Julia aprovechó el tiempo que quedaba para ir a explorar los estantes de un quiosco de prensa. Escondida tras un expositor, miraba a Anthony sin que éste se diera cuenta. Sentado en la sala de embarque, con la mirada fija en las pistas de despegue, observaba la lejanía, y, por primera vez, Julia tuvo la sensación de que echaba de menos a su padre. Se volvió para llamar a Stanley.
– Estoy en el aeropuerto -dijo hablando en voz baja.
– ¿Te falta poco para despegar? -le contestó su amigo con una voz casi tan inaudible como la suya.
– ¿Hay gente en la tienda, te molesto?
– ¡Te iba a hacer la misma pregunta!
– No, hombre, ¿no ves que te estoy llamando yo? -replicó Julia.
– Entonces, ¿por qué hablas en voz baja? -No me había dado cuenta.
– Deberías venir a visitarme más a menudo, me traes suerte: he vendido el reloj del siglo XVIII justo una hora después de que te marcharte tú. Hacía dos años que lo tenía y no conseguía quitármelo de encima.

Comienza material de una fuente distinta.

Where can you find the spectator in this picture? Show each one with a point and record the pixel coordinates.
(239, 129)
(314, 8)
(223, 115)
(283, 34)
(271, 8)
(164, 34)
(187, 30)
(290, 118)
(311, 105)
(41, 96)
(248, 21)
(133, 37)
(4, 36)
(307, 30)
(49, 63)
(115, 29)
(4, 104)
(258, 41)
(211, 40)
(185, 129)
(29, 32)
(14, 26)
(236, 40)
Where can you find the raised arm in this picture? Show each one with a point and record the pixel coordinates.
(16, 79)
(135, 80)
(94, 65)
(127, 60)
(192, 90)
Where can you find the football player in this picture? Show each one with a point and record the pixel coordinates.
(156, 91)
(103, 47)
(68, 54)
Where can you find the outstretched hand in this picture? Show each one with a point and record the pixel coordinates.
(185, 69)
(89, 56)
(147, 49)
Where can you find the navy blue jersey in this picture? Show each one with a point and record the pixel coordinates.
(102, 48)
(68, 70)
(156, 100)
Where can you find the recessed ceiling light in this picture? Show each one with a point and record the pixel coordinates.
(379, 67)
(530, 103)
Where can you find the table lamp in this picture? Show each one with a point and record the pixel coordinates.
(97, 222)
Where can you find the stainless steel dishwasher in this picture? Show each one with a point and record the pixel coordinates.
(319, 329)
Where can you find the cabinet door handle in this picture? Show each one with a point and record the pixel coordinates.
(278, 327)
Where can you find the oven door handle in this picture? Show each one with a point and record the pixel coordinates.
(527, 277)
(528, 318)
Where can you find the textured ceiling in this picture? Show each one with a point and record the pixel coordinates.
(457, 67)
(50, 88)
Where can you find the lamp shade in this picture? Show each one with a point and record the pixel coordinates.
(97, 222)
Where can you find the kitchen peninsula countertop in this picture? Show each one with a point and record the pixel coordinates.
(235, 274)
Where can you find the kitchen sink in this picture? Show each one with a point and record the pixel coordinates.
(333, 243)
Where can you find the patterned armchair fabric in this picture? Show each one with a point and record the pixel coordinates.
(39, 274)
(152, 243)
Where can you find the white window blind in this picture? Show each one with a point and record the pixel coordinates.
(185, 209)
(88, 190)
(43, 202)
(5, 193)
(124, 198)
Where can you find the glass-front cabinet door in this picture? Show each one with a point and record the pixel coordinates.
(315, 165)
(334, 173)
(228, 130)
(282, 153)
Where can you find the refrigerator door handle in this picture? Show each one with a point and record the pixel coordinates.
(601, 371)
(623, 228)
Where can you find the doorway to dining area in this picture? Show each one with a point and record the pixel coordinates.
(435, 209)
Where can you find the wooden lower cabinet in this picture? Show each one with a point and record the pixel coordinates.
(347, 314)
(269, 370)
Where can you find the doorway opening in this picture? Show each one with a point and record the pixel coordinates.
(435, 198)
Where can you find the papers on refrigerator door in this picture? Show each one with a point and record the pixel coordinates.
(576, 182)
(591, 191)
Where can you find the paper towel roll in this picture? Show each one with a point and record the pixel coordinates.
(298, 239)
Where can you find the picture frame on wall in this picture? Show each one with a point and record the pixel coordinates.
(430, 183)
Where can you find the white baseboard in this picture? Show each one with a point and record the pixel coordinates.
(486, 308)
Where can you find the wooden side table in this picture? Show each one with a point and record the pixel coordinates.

– Si de verdad era del siglo XVIII, poco le importaba esperar dos años.
– Él también sabía mentir bien. No sé con quién estás ni quiero saberlo, pero no me tomes por tonto, es algo que me horroriza.
– ¡Te aseguro que no es en absoluto lo que crees!
– ¡La fe es un asunto de religión, querida!
– Te voy a echar de menos, Stanley.
– Aprovecha bien estos pocos días: ¡los viajes que uno hace de joven lo marcan para toda la vida!
Y colgó sin dejarle a Julia la más mínima oportunidad de tener la última palabra. Una vez interrumpida la comunicación, Stanley miró su teléfono y añadió:
– Márchate con quien quieras pero no vayas a enamorarte de un canadiense que te retenga en su país. ¡Un solo día sin ti se me hace largo, y ya estoy empezando a aburrirme!